From a more practical point of view,  it was probably a mistake to rely solely on study groups based on reading in a country with no reading culture. Creative methods of training that are more  palatable and appealing to cadres must take cognizance of the different learning style of different people. Training must be based on the fact that some people are auditory, visual,  tactile or  kinesthetic and political education must be delivered to them through all those different modes of learning.  A vast array of technological devices are available to make political education more palatable to those who are not keen on reading.
Furthermore, not enough guidance was given to  those  comrades  who were willing to study.
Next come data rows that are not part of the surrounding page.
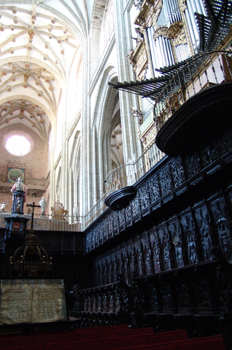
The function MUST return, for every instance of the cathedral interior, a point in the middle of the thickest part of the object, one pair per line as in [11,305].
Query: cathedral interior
[116,158]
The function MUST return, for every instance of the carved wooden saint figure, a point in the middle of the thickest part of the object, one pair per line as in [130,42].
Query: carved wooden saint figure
[224,237]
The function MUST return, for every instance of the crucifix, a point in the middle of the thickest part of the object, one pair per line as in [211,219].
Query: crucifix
[32,215]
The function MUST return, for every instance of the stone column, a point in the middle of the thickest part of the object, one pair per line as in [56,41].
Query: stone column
[123,33]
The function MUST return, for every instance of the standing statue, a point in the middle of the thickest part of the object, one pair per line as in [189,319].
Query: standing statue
[76,213]
[3,206]
[42,204]
[19,185]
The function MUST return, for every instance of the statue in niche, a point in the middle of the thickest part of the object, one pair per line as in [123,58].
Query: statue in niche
[43,204]
[224,237]
[3,206]
[76,213]
[166,255]
[19,185]
[139,262]
[206,240]
[189,229]
[147,256]
[58,211]
[129,55]
[177,241]
[179,253]
[138,3]
[192,249]
[132,264]
[140,36]
[156,255]
[137,113]
[114,269]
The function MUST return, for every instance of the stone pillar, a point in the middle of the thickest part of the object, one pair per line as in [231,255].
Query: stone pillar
[123,33]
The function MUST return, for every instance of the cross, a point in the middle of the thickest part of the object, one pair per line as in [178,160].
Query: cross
[32,216]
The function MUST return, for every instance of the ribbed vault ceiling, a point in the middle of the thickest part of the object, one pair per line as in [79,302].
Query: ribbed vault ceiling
[39,41]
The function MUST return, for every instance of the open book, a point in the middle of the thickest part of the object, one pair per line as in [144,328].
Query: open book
[32,301]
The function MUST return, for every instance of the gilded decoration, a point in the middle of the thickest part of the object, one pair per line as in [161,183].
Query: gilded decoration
[180,39]
[148,137]
[149,13]
[141,61]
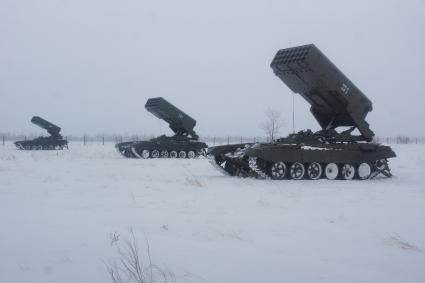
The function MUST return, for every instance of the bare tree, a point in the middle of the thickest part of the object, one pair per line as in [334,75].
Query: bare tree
[273,123]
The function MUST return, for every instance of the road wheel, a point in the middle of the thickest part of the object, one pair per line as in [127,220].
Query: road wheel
[314,171]
[364,171]
[297,171]
[182,154]
[145,153]
[348,171]
[191,154]
[155,153]
[278,171]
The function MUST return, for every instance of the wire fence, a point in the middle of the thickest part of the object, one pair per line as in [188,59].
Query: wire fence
[211,140]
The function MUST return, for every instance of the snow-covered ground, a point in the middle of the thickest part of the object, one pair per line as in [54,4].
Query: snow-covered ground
[59,210]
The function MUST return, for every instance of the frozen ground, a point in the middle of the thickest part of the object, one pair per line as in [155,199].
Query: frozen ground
[58,211]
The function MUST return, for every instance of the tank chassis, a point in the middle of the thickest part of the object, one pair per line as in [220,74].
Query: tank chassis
[335,102]
[54,141]
[183,144]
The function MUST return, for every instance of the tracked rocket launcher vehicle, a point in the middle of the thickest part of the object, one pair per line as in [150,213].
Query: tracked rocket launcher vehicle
[54,141]
[335,102]
[184,143]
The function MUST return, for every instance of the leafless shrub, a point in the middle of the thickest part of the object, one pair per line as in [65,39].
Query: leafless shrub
[130,267]
[273,123]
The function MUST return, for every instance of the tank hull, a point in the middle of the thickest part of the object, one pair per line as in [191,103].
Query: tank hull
[42,144]
[162,147]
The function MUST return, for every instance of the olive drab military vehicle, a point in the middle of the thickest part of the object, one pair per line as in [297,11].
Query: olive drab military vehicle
[184,143]
[54,141]
[335,102]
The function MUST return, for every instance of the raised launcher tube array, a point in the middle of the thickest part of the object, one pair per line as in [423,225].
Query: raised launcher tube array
[54,141]
[184,143]
[335,102]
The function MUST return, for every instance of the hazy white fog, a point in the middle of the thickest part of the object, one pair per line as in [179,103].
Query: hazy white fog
[90,65]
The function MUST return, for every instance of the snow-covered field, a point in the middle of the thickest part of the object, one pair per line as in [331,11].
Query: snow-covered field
[59,210]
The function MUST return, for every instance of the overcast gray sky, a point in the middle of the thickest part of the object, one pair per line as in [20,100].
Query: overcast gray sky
[90,65]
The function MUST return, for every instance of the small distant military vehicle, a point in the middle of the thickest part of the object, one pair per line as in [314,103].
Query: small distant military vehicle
[335,102]
[183,144]
[54,142]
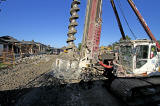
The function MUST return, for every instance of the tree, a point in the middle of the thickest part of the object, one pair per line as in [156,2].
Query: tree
[79,46]
[127,38]
[159,41]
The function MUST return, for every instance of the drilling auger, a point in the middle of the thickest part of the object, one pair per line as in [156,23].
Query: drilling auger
[72,31]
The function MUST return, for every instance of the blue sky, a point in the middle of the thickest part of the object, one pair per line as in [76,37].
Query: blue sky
[46,21]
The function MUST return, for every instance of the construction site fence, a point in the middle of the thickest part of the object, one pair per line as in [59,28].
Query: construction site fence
[7,58]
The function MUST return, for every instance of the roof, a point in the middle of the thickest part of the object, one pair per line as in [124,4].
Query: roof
[8,39]
[27,42]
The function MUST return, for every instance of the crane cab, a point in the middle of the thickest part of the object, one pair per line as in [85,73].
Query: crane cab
[139,58]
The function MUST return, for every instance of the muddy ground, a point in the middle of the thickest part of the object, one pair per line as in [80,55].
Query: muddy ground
[32,83]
They were simply thrown at the deep end, in a sink or swim fashion, by only being  given  the syllabus and asked to study without guidance in terms of where to source reading materials. Inevitably many ended up sinking.  We are about to complete our project of putting the BNF syllabuses together with the rules on how to run  study groups as well as all the relevant readings  on soft copies which will  be readily accessible  on memory sticks for our cadres to simply print and conduct study groups. Over and above that, some study group sessions will be captured on audio and DVD cassettes and disseminated to cadres not keen on reading political theory.
It was Dr Koma’s conviction that; ‘The masses cannot make a successful revolution without the help of revolutionary intellectuals’. Political study groups were geared towards producing a core of revolutionary intellectuals to provide the ideological leadership of the BNF.  Dr Koma had further advised that ‘Revolutionary workers should be trained to the level of intellectuals  so that revolutionaries do not only come from the ranks of the intellectuals, but also from  peasants and workers. Revolutionaries need serious training because making a revolution is a serious business. We must not leave out students from the university and from secondary schools.’
Unfortunately it appears that most of the cadres sent to Moscow went to ordinary institutions where they graduated with certificates that qualified them to be absorbed by the very establishment they sought to overthrow rather than working for  BNF the political party.  For example, Comrade Klass Motshidisi’s degree qualified him to be Commissioner of Labour in the BDP regime, though he rejoined the BNF after retiring. Comrade Mareledi Giddie acquired a degree in International Law. Some of the beneficiaries of the Moscow scholarships were co-opted into the system through employment and were lost to the party completely. Perhaps these comrades should have been sent to a party school which would qualify them to work for the party – organizing and mobilizing as well as spearheading its socialist propaganda and agitation.